Lactate and metabolic h+ transport and distribution after exercise
across white muscle cell membranes in rainbow trout: a perfusion
study .
Wang, Yuxiang, George J. F. Heigenhauser, and Chris M. Wood.
Department of Biology and Department of Medicine, McMaster
University, Hamilton, Ontario, Canada
APStracts 3:0171R, 1996.
An isolated-perfused tail-trunk preparation was employed to study the
influence of transmembrane pH gradient and membrane potential (Em) on
the transport and distribution of L(+)-lactate (Lac), metabolic H+
(_Hm+), and related parameters in rainbow trout white muscle after
exhaustive exercise. One resting (pHa nearly equal to 7.9) and four
post-exercise treatments (pHa nearly equal to 7.4, 7.9, 8.4, and
high-K+, pHa nearly equal to 7.9, partially depolarized by 15 mM K+)

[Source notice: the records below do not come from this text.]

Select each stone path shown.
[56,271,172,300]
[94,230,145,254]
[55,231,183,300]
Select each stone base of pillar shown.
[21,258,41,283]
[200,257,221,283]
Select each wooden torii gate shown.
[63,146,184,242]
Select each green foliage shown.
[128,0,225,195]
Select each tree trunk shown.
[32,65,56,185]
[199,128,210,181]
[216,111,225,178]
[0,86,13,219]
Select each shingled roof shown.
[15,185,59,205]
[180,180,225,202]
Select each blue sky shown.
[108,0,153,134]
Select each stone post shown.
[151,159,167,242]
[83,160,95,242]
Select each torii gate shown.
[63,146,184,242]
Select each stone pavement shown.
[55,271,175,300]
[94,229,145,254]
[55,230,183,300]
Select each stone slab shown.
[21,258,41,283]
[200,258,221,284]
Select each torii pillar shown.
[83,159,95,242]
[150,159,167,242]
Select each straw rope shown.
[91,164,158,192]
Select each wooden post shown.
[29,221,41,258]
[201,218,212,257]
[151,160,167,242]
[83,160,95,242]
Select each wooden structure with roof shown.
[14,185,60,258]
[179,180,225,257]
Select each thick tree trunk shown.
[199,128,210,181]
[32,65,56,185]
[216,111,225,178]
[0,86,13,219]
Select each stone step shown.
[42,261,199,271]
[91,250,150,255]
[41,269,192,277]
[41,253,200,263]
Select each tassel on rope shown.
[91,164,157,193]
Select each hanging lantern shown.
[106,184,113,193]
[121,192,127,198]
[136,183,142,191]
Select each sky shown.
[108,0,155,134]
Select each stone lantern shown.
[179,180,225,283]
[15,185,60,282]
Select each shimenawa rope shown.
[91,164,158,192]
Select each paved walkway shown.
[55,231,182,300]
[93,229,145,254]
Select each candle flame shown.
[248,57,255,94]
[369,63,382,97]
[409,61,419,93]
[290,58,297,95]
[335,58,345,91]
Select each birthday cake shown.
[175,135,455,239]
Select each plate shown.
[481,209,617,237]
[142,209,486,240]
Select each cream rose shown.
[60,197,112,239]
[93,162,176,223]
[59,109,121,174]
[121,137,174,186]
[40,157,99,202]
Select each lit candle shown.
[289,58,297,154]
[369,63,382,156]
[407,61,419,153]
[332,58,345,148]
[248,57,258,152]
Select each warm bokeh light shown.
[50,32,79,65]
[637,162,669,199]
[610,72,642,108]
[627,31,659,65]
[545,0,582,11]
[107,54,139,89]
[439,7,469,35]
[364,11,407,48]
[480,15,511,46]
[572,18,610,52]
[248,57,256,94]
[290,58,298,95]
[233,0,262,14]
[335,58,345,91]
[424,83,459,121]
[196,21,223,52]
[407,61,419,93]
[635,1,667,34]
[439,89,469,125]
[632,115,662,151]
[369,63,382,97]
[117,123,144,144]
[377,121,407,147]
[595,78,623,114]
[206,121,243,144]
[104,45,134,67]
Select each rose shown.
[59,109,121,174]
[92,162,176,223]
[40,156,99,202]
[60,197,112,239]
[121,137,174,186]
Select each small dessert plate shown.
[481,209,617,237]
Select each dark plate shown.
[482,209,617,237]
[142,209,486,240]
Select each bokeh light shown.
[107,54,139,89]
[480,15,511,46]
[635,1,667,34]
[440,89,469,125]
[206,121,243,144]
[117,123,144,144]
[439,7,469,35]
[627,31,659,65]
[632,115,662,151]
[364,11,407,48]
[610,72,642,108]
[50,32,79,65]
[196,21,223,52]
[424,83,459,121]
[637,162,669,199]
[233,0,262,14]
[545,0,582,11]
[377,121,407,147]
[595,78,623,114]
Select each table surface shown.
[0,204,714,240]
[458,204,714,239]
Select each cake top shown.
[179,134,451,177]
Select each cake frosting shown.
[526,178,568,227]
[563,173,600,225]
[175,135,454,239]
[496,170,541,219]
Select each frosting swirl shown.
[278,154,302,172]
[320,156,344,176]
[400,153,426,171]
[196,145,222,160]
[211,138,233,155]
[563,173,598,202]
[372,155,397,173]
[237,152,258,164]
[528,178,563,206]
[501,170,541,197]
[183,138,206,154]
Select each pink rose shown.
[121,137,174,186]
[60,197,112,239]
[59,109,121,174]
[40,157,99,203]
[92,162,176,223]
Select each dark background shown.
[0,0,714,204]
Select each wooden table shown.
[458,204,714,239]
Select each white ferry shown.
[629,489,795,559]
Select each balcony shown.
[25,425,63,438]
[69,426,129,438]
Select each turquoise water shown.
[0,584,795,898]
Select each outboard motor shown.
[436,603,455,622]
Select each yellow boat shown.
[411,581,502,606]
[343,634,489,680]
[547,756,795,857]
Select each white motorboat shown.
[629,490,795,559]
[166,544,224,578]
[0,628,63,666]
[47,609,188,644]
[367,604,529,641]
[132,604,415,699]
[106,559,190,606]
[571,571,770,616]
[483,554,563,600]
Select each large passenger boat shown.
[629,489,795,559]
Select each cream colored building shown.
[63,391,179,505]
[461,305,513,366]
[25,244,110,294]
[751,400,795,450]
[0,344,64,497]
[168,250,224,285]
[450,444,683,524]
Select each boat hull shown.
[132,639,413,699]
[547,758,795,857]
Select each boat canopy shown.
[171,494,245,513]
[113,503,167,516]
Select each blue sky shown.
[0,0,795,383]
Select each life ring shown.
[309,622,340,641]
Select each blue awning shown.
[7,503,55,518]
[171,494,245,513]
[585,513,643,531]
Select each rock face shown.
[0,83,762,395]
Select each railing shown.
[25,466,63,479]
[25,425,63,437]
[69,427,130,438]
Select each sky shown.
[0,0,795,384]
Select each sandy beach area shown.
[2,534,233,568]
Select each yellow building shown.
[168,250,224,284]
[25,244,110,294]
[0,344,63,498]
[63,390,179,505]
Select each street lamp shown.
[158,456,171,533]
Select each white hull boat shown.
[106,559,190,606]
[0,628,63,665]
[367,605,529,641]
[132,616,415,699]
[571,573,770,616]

were examined. Variations in HCO3- concentration (2-18 mM) at
constant Pco2 nearly equal to 2 torr were used to alter pHa. The
elevated intracellular Lac ( nearly equal to 50 mM) remained
unchanged after 60 min of perfusion due to very low rates of lactate
efflux and oxidation. H+, HCO3-, and Lac- distributions were all well
out of electrochemical equilibrium. Total CO2 efflux was reduced at
high extracellular pH; alterations in the net driving force on HCO3-
may have overshadowed the influence of Pco2 gradients in driving
total CO2 efflux. Lac efflux and _Hm+ flux were completely uncoupled.
_Hm+ flux reacted to both acid-base and electrochemical gradients as
_Hm+ efflux dropped and even reversed when pHe decreased, while
partial depolarization in conjunction with depressed intracellular pH
(pHi) resulted in elevated _Hm+ efflux. Lac efflux did not respond to
changes in pHe. Changes in Lac efflux corresponded more closely to
changes in the Lac- concentration gradient than in the HLac gradient.
This study provides circumstantial evidence for the involvement of
electroneutral mechanisms (i.e. Lac-/H+ co-transport and/or Lac
-/anion exchange) in lactate efflux, but does not eliminate the
possibility of an active transport mechanism contributing to the
retention of Lac.
Received 5 December 1995; accepted in final form 23 April 1996.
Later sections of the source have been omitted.